Q) Can you talk more about New Zealand’s Hawke’s Bay region and how you see things evolving for wines from this region in the future?

It is a picturesque vineyard region on the east coast of the North Island, blessed with a high number of sunshine hours but tempered by the cooling maritime influence. Latitude-wise, we are the same distance south of the equator as Napa Valley and as north of the equator as Southern France is, but not as hot. Hawke’s Bay is a dry region, surrounded by a mountain range to the west that protects us from prevailing winds and weather, with five rivers that tumble down from the peaks through forests onto the flat plains heading out to the Pacific Ocean. It is on these alluvial river valleys and on the coastal plains that the best vineyards are planted. The region’s climate provides the perfect tension of warmth and cool, ripeness and freshness.

The evolution of Hawke’s Bay wines will see a widening spectrum of winemaking expressions, driven by a growing understanding and appreciation for sub-regional vineyard sites from both producers, trade and wine consumers. Chardonnay, in particular, is starting to show authentic expression of place and provenance, combined with a clonal character that adds another dimension. The heavy-handed use of oak has long been dialled back, but we also see cleaner, purer, less reductive styles, with more producers favouring acidity and aromatic freshness. Hawke’s Bay Chardonnay is starting to gain traction and attention internationally. With the short vintages, and prices for Chardonnay from California and Burgundy becoming out of reach for many now, our wines offer a real alternative.
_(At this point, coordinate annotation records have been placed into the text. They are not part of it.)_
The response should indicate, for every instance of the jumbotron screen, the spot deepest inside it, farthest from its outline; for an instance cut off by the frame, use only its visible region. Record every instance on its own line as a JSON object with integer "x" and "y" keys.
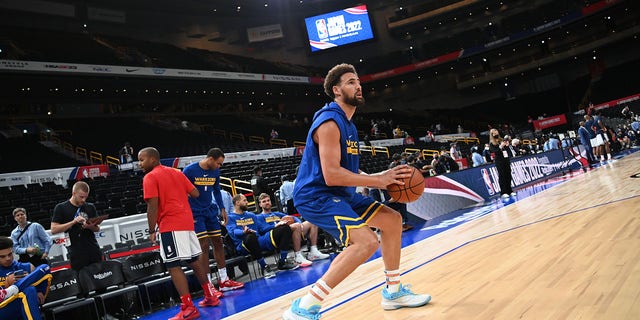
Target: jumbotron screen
{"x": 339, "y": 28}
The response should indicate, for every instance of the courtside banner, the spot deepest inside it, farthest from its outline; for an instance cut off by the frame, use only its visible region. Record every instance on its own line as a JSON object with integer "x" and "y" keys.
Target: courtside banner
{"x": 549, "y": 122}
{"x": 452, "y": 191}
{"x": 94, "y": 171}
{"x": 91, "y": 69}
{"x": 263, "y": 33}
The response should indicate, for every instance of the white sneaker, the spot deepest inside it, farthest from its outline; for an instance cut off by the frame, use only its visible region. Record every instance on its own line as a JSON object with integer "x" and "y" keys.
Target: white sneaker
{"x": 317, "y": 255}
{"x": 302, "y": 262}
{"x": 403, "y": 298}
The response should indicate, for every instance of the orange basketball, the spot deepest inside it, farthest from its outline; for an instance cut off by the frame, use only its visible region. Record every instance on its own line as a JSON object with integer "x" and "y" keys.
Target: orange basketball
{"x": 412, "y": 189}
{"x": 288, "y": 219}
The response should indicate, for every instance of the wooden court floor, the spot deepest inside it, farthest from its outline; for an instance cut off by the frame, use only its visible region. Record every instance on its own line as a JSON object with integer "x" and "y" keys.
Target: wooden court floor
{"x": 568, "y": 252}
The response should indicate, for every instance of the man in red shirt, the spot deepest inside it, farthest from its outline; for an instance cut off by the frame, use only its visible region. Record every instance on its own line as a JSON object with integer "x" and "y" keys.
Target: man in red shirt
{"x": 165, "y": 190}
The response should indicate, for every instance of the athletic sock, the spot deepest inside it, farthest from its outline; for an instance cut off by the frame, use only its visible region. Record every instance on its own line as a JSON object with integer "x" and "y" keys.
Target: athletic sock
{"x": 314, "y": 249}
{"x": 283, "y": 255}
{"x": 318, "y": 292}
{"x": 186, "y": 299}
{"x": 207, "y": 288}
{"x": 392, "y": 280}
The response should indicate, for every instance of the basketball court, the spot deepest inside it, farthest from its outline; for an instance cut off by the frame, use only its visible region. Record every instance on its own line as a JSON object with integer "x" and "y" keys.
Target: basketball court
{"x": 566, "y": 248}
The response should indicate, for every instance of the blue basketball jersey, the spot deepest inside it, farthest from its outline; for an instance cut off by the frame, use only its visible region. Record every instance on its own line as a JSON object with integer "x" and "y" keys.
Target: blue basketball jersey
{"x": 310, "y": 183}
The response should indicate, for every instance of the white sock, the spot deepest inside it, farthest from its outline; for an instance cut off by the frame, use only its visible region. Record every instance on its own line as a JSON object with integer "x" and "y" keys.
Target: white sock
{"x": 11, "y": 291}
{"x": 223, "y": 274}
{"x": 392, "y": 280}
{"x": 319, "y": 291}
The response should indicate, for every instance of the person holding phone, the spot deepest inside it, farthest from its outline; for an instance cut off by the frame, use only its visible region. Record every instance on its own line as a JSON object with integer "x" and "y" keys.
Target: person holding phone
{"x": 16, "y": 277}
{"x": 74, "y": 216}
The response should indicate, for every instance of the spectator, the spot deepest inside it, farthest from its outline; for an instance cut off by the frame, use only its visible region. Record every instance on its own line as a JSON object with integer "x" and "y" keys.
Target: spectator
{"x": 552, "y": 143}
{"x": 205, "y": 176}
{"x": 299, "y": 231}
{"x": 251, "y": 235}
{"x": 486, "y": 154}
{"x": 30, "y": 241}
{"x": 16, "y": 277}
{"x": 395, "y": 160}
{"x": 429, "y": 137}
{"x": 259, "y": 185}
{"x": 476, "y": 158}
{"x": 408, "y": 139}
{"x": 286, "y": 195}
{"x": 454, "y": 152}
{"x": 165, "y": 190}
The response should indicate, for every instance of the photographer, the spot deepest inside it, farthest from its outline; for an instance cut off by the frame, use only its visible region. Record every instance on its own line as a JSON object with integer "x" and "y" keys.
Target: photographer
{"x": 20, "y": 277}
{"x": 502, "y": 152}
{"x": 31, "y": 241}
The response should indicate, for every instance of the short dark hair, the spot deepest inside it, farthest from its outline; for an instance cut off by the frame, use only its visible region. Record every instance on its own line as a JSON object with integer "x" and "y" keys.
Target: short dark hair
{"x": 215, "y": 153}
{"x": 333, "y": 77}
{"x": 151, "y": 152}
{"x": 19, "y": 209}
{"x": 5, "y": 243}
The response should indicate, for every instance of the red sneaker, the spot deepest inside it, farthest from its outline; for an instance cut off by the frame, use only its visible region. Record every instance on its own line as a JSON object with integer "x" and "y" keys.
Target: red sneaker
{"x": 209, "y": 302}
{"x": 230, "y": 285}
{"x": 187, "y": 313}
{"x": 216, "y": 293}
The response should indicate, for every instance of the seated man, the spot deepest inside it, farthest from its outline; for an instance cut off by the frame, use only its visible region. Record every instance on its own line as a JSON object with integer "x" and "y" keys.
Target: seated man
{"x": 251, "y": 235}
{"x": 299, "y": 230}
{"x": 21, "y": 281}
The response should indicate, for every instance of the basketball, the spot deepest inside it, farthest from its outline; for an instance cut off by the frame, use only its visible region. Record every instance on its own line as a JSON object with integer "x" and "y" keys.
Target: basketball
{"x": 288, "y": 219}
{"x": 412, "y": 189}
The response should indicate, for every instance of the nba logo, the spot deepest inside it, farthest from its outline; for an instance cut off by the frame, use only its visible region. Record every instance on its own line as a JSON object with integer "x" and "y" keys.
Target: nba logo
{"x": 487, "y": 181}
{"x": 321, "y": 26}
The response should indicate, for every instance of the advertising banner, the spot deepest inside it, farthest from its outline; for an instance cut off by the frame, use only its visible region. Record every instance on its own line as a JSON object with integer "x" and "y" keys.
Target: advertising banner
{"x": 549, "y": 122}
{"x": 263, "y": 33}
{"x": 459, "y": 189}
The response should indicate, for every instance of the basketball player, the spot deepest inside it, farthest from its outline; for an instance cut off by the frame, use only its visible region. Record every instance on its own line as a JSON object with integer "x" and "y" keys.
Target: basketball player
{"x": 205, "y": 175}
{"x": 324, "y": 194}
{"x": 165, "y": 191}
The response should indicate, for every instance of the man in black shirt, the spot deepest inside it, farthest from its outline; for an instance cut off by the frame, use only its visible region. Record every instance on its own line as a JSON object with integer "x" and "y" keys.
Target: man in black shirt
{"x": 73, "y": 216}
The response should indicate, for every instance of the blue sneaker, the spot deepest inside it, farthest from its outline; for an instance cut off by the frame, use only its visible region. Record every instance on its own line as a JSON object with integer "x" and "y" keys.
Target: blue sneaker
{"x": 297, "y": 313}
{"x": 403, "y": 298}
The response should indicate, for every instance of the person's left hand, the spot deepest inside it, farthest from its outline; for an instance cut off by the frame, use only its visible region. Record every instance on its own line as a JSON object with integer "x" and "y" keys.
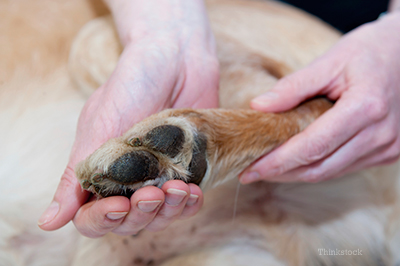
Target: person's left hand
{"x": 361, "y": 72}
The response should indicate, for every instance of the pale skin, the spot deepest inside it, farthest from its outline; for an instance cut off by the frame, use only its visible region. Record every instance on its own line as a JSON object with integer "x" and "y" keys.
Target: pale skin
{"x": 161, "y": 68}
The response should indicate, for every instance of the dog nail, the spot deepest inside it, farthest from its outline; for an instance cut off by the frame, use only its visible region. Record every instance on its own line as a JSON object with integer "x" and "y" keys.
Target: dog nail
{"x": 148, "y": 206}
{"x": 174, "y": 196}
{"x": 250, "y": 177}
{"x": 116, "y": 215}
{"x": 50, "y": 213}
{"x": 192, "y": 200}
And lastly, I’d love to see high-quality, refined Hawke’s Bay Sauvignon Blanc, some with barrel and lees ageing, continue to add a welcome counterpoint to the often obvious and ubiquitous Marlborough Sauvignon Blanc that New Zealand has been so well known for. Hawke’s Bay Sauvignon Blanc is altogether different!

 

 

Q) What is your favourite part of the winemaking process and why?

When the latest vintage wines are all safely tucked away in barrel and tank, and we can take a short break! But also, when we taste these wines from barrel a year or two later, to decide on the exact blends for all our wines. If the vintage and mother nature has been kind, we have the luxury of selecting from such a diverse palate of flavours from the vineyards, batches and barrels, that we are often spoilt for choice when assembling the final wines.

 

Q) When you are not making wine what might we find you doing?

We are surrounded by water everywhere in New Zealand and that dictates my interests. The winery looks out to the Pacific surf and is also close to some river valleys, so when I’m (rarely) not thinking about wine, I am often found in the ocean, chasing the perfect wave on a surfboard, or wading in a stream fishing for enigmatic wild brown trout. Aqua therapy either way… otherwise liquid pleasures, drinking a gin cocktail or a salty Chardonnay!